The DOJ says that by asking for Medicare reimbursements for patients who received the ICDs, Guidant was perpetrating fraud against the government. According to the DOJ, Guidant knew about problems with the devices as early as April 2002, corrected the problem, hid the changes from the FDA and doctors, and then continued to sell off the older stock of the defective devices.
The defective heart implants were not revealed publicly until a 2005 investigative report by the New York Times, which led to Guidant announcing a defibrillator recall. A year later the company was acquired by Boston Scientific.

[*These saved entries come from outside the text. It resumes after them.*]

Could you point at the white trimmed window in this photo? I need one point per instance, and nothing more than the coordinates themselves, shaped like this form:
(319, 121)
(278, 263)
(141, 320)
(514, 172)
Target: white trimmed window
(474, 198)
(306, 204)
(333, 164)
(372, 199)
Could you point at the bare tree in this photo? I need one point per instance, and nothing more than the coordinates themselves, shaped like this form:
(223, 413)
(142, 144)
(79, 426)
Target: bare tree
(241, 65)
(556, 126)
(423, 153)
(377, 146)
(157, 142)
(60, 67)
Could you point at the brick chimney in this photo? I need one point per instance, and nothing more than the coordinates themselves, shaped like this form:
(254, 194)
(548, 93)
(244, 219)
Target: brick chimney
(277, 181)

The DOJ is joining a whistleblower lawsuit brought by James Allen, a recipient of one of the defective defibrillators. Under the qui tam provision of the False Claims Act, whistleblowers who report a false claim against the government may be entitled to receive a portion of any money that the government recovers from the offenders. In return, the whistleblower must be the first to bring the case to the government’s attention, and must not publicize the claim until the DOJ decides to prosecute the claim.

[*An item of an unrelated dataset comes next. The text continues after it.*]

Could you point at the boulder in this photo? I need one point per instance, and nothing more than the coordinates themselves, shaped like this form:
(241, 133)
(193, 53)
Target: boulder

On January 12, 2011, U.S. District Judge Donovan Frank accepted a $296 million settlement and guilty plea from Guidant, as well as a three-year probation sentence where the company would be under increased federal scrutiny. Judge Frank had originally rejected the settlement until the probation was added, saying that it was too lenient for a case where people had lost their lives.
“Patients with serious heart conditions who depend on these devices should not have to second-guess whether they are safe and effective,” said Assistant Attorney General Tony West in the DOJ press release. “When a medical device manufacturer conceals problems with its products, as is alleged here, not only is taxpayer money wasted, but lives are put at risk.”